Echelon Studios is open to helping film producers develop co-productions between China and other countries. Here is a brief background on co-productions.
To start, let’s get back to that distinction of “official” versus “unofficial” co-production, and talk about why that is so important. An “official” co-production is one that is being co-produced by production companies located in countries that have negotiated and signed an official co-production treaty between them. “Unofficial” co-productions are projects created between companies in countries that do NOT already have a relevant treaty in place.
International co-production treaties define mutually agreed-upon conditions and procedures for creating productions that share resources between the countries involved, providing an outline of the rights and responsibilities of each party in the process. This helps to standardize how productions can be jointly developed, financed, produced, and then distributed in each territory, while complying with the laws of both countries. On a practical level, co-production treaties help the cooperating companies/countries to work together more efficiently, with less risk of misunderstanding, which saves time and money. This encourages more co-productions to be created, which is ultimately the reason treaties of any kind exist: to facilitate agreement, which increases trade.
Unlike an official co-production produced under the terms of a recognized treaty, an unofficial co-production agreement has to be created from scratch. This can complicate the process and increase costs and risk. Issues like identifying import/export restrictions related to moving money, production equipment, and/or key personnel (writers, directors, stars, producers) across borders of two non-treaty countries have to be figured out on a case by case basis by the production teams and their lawyers. Finding that common ground I mentioned between the laws and trade regulations of two countries who have not officially agreed to cooperate on such matters can cost significant amounts of time and money, which can break a deal.
It may surprise you to learn that the US has no official co-production treaties in place, with China or any other country. The reasons why would require another article, but by definition, any US co-production is technically “unofficial.” This is not meant to imply that unofficial co-productions are bad; it just means that co-productions that are created without an internationally recognized treaty in place to guide and protect the parties involved makes them riskier than official co-productions if disputes arise.
China, on the other hand, has negotiated and signed filmmaking co-production treaties with many countries. This reflects an increasing interest in extending Chinese cultural awareness internationally, via so-called “soft power” initiatives, which is a stated top priority for China’s leadership. China’s President Xi has spoken extensively about the importance of people in China developing a “Chinese Dream,” which has been summarized as promoting respect for Chinese cultural history and traditions while looking towards their own place in an evolving future. Accordingly, Chinese co-productions are encouraged by the government not only to increase trade, but also to facilitate a greater understanding of and appreciation for Chinese culture around the world.
Of course, in spite of the increasingly connected world we live in, there are still very real cultural differences that affect what we watch and how we want to watch it. For a growing number of people in the US, the abundance of affordable big-screen TVs and high-speed Internet connections have made watching content at home a more attractive alternative than going out to a theater to watch a movie. In China, though, although there is also a huge market for watching content at home, and the technical means to do, the opposite is true….

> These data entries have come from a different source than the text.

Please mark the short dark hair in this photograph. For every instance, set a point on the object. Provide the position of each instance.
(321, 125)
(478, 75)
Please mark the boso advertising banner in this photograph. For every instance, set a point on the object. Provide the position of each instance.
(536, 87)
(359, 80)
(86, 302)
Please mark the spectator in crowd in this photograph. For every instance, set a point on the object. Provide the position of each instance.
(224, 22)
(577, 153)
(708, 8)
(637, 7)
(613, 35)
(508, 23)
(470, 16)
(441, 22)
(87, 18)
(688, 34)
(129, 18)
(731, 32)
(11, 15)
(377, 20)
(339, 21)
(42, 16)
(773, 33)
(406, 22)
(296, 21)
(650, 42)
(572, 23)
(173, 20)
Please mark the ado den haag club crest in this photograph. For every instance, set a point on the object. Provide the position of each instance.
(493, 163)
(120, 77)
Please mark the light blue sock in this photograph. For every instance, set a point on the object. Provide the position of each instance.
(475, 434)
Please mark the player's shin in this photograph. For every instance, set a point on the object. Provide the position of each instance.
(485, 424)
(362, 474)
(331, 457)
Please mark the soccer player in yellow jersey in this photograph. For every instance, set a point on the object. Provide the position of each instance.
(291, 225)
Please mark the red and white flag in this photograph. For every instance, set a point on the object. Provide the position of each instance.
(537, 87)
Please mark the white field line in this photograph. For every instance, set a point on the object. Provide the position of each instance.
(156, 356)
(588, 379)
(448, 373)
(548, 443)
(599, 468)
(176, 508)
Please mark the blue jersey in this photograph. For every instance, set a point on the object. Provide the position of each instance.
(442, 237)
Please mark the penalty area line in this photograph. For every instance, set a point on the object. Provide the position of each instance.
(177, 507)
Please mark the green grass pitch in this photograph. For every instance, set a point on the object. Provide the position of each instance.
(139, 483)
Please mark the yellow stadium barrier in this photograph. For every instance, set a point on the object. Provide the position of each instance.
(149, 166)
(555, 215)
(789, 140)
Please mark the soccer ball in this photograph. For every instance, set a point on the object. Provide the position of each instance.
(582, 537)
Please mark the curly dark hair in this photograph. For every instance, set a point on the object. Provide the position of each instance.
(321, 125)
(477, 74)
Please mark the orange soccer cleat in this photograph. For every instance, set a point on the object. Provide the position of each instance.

Thanks to a rapidly expanding middle class, the theatrical movie-going experience in China is increasing at a phenomenal rate. New theater screens are being built in China at a rate of around ten per day, Chinese box office revenues are currently #2 only to the US, and are projected to become #1 by the year 2020. In terms of money, the revenue from theatrical distribution now accounts for about 90% of the total profit of movies in China; the remainder comes mostly from television sales. Unfortunately, due to piracy and other factors, home video and online markets contribute very little to the financial success of a film project, so in the Chinese market, theatrical success is the make-or-break goal.
An additional challenge is that before a film can screen in theaters, a film must obtain two clearances. The first is a permit from the censorship authorities. This is an approval from China’s ratings board which certifies that a film’s content isn’t offensive according to local standards. The second is an actual distribution license. The rationale behind the distribution license is to help protect the business prospects of local Chinese films by maintaining a certain level of Chinese cultural focus in their market, and this is where the true value of creating an official Chinese co-production becomes clear….
Unlike local Chinese productions, whose release potential is technically unrestricted, theatrical distribution licenses for foreign films in China are currently limited to a total of just 34 per year. This means that a small indie film vying for a foreign distribution license in China is competing against Hollywood studio films with huge marketing budgets and influence.
On the other hand, projects that can obtain official co-production status by being shot under a treaty, such as the one between China and India which was just announced, are particularly attractive to Chinese companies and investors, for this reason: once a project has been certificated as an official co-production, then it is considered to be a “local” film in BOTH markets. And since “local” films are NOT subject to the licensing restrictions placed on “imported” films, they can therefore be assured that as long as they can clear any censorship hurdles, they are allowed to be theatrically distributed in China, which is understandably a key requirement for film investors in that market.